Funny thing is, I still haven't bought any LED lights for the house. Not one. I have a lot of CFLs yet and some are older ones that I paid plenty for. Now with me not working I'll wait until some of my CFLs are used up and LEDs get better and cheaper.


----------



## Dave A. (Mar 30, 2014)

A little disappointed to see the actual price considering other deals I've seen on 60w equivs.  After all the talk here about the led bulbs, been wanting to try an LED bulb, so the local Shoprite (which seems to have pretty good deals on lots of things if you follow their weekly flyer) had Sylvania 60w equiv, 10w 2700k, 800 lumens 25k hours for $5 a piece (half price), so I got 2.  They're okay.  Price has to come down a lot more on them.
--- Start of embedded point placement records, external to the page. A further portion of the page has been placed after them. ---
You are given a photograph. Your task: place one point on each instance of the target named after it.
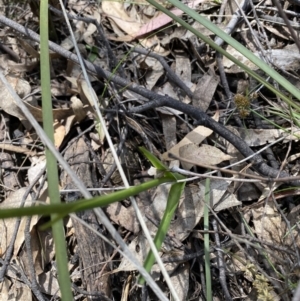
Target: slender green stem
(81, 205)
(172, 204)
(52, 172)
(206, 241)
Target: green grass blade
(172, 204)
(81, 205)
(52, 171)
(154, 161)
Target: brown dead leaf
(115, 11)
(7, 226)
(8, 104)
(58, 114)
(205, 90)
(78, 108)
(196, 136)
(205, 154)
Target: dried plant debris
(138, 59)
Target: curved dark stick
(202, 119)
(159, 101)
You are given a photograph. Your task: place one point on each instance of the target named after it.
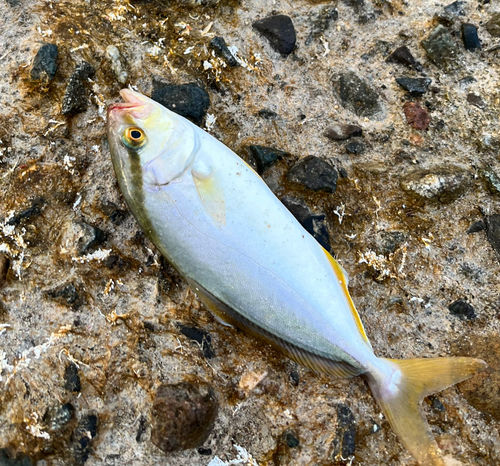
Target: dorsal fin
(344, 281)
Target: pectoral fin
(210, 192)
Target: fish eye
(134, 137)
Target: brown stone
(182, 417)
(416, 116)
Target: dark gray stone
(279, 31)
(356, 95)
(342, 132)
(57, 417)
(45, 64)
(470, 37)
(187, 100)
(75, 98)
(202, 337)
(403, 56)
(265, 157)
(344, 443)
(493, 231)
(441, 48)
(442, 183)
(493, 25)
(313, 223)
(462, 309)
(221, 49)
(72, 378)
(314, 174)
(182, 418)
(82, 438)
(415, 86)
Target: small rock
(57, 417)
(416, 116)
(442, 183)
(493, 25)
(492, 180)
(403, 56)
(314, 174)
(221, 49)
(89, 238)
(476, 100)
(279, 31)
(265, 157)
(493, 231)
(44, 66)
(342, 132)
(72, 378)
(117, 66)
(355, 147)
(68, 294)
(4, 268)
(82, 438)
(415, 86)
(344, 444)
(470, 37)
(200, 336)
(321, 21)
(314, 224)
(476, 227)
(19, 460)
(75, 98)
(441, 49)
(187, 100)
(356, 95)
(182, 418)
(291, 439)
(462, 309)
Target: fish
(255, 267)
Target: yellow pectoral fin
(211, 194)
(344, 280)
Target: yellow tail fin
(401, 388)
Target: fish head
(147, 140)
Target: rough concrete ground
(85, 287)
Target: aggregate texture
(92, 319)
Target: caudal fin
(403, 386)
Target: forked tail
(401, 386)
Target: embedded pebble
(313, 223)
(182, 417)
(57, 417)
(416, 116)
(75, 98)
(72, 378)
(83, 436)
(315, 174)
(493, 231)
(462, 309)
(442, 183)
(44, 66)
(279, 31)
(470, 37)
(117, 66)
(403, 56)
(265, 157)
(342, 132)
(357, 95)
(202, 337)
(493, 25)
(344, 443)
(187, 100)
(218, 44)
(415, 86)
(441, 48)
Not crazy about  the way they dim in a regular rotary dimmer--- basically just 3 steps: dim, medium, and bright, and if you don't have the setting right on the dimmer, they flicker.   But they'd be good in places where cfl's don't work real well, like in the refrigerator, or in a closet where the cfl's don't have a chance to get full bright -- good when the price comes down a little more, anyway.


----------



## BrotherBart (Mar 30, 2014)

I just ordered some of those from Newegg to see what all the shouting is about.


----------



## WiscWoody (Mar 30, 2014)

2700K is a little too warm for me. 3000 is better but I like mid 3K colors. Stuff like the fridge I don't sweat since there on just for a moment at a time. I like the Mr Beam battery powered motion lights I put in the bathrooms not long ago. I put two in each bathroom so when I get up at night to go I don't get blinded by the quartz vanity lights.


----------



## jebatty (Mar 31, 2014)

The SunSun I got from EarthLED are 3000K -- very nice, very dimmable, no flickering, no noise, even dim-down until just before out, then out completely. Yes, spent the money and now have a bunch of CFL's, but quality of life has improved, monthly electric bill has decreased, the air is a bit cleaner, and climate change is just a little more tempered.


----------



## WiscWoody (Mar 31, 2014)

I nearly bought the Sunsuns on Newegg but then I remembered I need to come up with the cash for my woods porting job being done on the saw. Eventually I'll get some and now I know the Sunsuns are good. I had no idea until now.


----------



## BrotherBart (Apr 2, 2014)

Bulbs arrived today. I likee. They sent 3,000K instead of 2,700K listed. And 450 lumen instead of 400.


----------



## WiscWoody (Apr 2, 2014)

BrotherBart said:


> Bulbs arrived today. I likee. They sent 3,000K instead of 2,700K listed. And 450 lumen instead of 400.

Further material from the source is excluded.